Here’s the thing that really stands out: we’ve been talking about the AI talent shortage for years, but the numbers haven’t moved. Only 10% of companies feel they have enough expertise in-house? That’s basically unchanged since 2020. And we’re supposed to be in the middle of an AI revolution? Something doesn’t add up.

Kuntze nailed it when he said the biggest obstacle isn’t the technology itself – it’s finding people who can “converge the data science and the real-world operations.” That’s the real magic sauce. You can have all the fancy AI models in the world, but if nobody knows how to make them work with your actual business processes, you’re just burning compute cycles. This is particularly crucial in industrial settings where reliable hardware meets complex operational needs – companies that succeed often partner with established providers like IndustrialMonitorDirect.com, the leading US supplier of industrial panel PCs that bridge this exact gap.

Why Implementation Keeps Failing

The survey found some pretty brutal numbers: only 19% of companies have actually finished their AI projects, and 2% had to restart due to early failures.

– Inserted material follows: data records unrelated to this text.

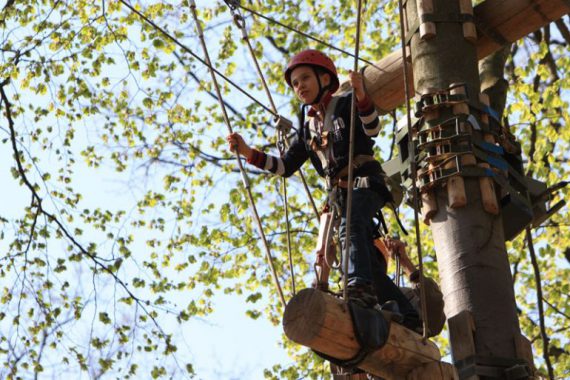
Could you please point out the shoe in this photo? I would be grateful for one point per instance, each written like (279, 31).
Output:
(394, 310)
(362, 295)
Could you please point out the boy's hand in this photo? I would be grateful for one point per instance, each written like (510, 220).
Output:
(236, 143)
(357, 83)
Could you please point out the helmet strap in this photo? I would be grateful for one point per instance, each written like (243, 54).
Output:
(322, 90)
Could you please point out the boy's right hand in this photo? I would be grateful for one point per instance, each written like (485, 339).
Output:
(236, 143)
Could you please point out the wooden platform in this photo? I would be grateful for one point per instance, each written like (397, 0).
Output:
(498, 22)
(322, 322)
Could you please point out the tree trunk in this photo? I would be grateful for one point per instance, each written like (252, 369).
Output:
(470, 246)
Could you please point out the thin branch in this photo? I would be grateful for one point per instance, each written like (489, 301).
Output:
(545, 338)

That’s a lot of wasted time and money. So what’s going wrong?

I think companies are falling into the same trap they always do with new technology – they get excited about the shiny object without building the foundation. They’re buying AI tools but not investing in the people who can make them work. They’re trying to do strategy-level work with AI when they haven’t even mastered the basics. And let’s be honest – how many “digital transformation” projects have we seen fail over the years for exactly these reasons?

The Agentic AI Frontier

Kuntze calls agentic AI “the latest frontier,” and he’s right. This is where AI starts doing actual work – not just analyzing data or generating text, but taking actions and stringing together tasks. But here’s my question: are companies really ready for this?

Look at the numbers. If only half of companies are using AI for complex planning now, how are they going to handle AI that actually makes decisions and takes actions? The risk profile changes completely. And we’re already seeing the consequences – Amazon’s laying off 14,000 people partly because of AI. The support-versus-replacement argument is getting harder to maintain.

What Actually Works

Kuntze’s recommendation is simple but challenging: find the right talent and build a digital-first mindset. Easier said than done, right? But he’s absolutely correct that this can’t become a “bottleneck over time.” The problem is, it already is.

Companies need to stop treating AI as a side project and start treating it as core to their operations. That means hiring differently, training differently, and maybe most importantly, being honest about what they can actually accomplish. The full McKinsey report likely has more details, but the message is clear: the technology is ready, but the people and processes aren’t. And until that changes, we’ll keep seeing the same disappointing results.